Hexagonal lattice rotated

Hexagonal lattice rotated
Matching pairs of two regular lattices circled

Thursday, December 5, 2019

Triangle dissimilarity - part 2

We have now 4 different triangle dissimilarity measures defined. It is time to test with (suitably sensible) random triangles how they compare with each other.

Vertex dissimilarity and overlap ratio are rather well related with small random variation (some noise added to the first triangle). Groth and PT both have their own character. No doubt the shape space is approx. 3 dimensional (d= 2.8 with some estimates not covered here).
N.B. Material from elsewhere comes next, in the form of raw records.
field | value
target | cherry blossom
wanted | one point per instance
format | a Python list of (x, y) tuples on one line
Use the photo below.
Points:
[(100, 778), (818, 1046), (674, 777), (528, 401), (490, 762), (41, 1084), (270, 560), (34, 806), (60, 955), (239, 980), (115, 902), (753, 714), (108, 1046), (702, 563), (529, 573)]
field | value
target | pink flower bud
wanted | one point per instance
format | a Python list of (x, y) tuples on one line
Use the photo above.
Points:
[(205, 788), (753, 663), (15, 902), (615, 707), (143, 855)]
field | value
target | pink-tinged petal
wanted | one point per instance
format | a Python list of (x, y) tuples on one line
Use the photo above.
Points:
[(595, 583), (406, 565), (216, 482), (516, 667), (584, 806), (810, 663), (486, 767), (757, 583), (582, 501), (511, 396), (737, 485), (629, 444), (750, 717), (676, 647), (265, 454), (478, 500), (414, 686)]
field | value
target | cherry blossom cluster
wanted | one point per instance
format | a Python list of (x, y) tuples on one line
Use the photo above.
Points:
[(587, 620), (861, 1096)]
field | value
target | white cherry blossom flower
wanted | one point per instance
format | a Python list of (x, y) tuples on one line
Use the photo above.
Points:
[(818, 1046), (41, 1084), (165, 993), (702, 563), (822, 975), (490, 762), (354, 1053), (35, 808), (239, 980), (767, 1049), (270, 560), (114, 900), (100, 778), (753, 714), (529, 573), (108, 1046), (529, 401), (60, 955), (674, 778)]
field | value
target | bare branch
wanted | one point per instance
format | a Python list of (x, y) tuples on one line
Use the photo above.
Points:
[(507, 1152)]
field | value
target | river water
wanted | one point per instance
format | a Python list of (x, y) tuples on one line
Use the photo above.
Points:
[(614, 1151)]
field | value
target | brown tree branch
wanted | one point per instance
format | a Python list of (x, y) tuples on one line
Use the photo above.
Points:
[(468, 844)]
This intuition comes from the following facts:

  • three edge lengths
  • if one edge is fixed (with the length as one degree of freedom, and orientation being neutral), the free vertex has 2 degrees of freedom. 
  • Groth definition of a vertex angle and ratio of two adjacent angles (and scale as the third degree of freedom)
  • and so on.. 
The vertex dissimilarity is the fastest to compute and seems to give good results in many applications, but it requires

  • scaling with the perimeter length to become scale invariant (S), (this is cheap)
  • sparse rotation to become orientation invariant (O) (and this is rather expensive),
  • centering by the triangle mean to be location invariant (L) (this is cheap).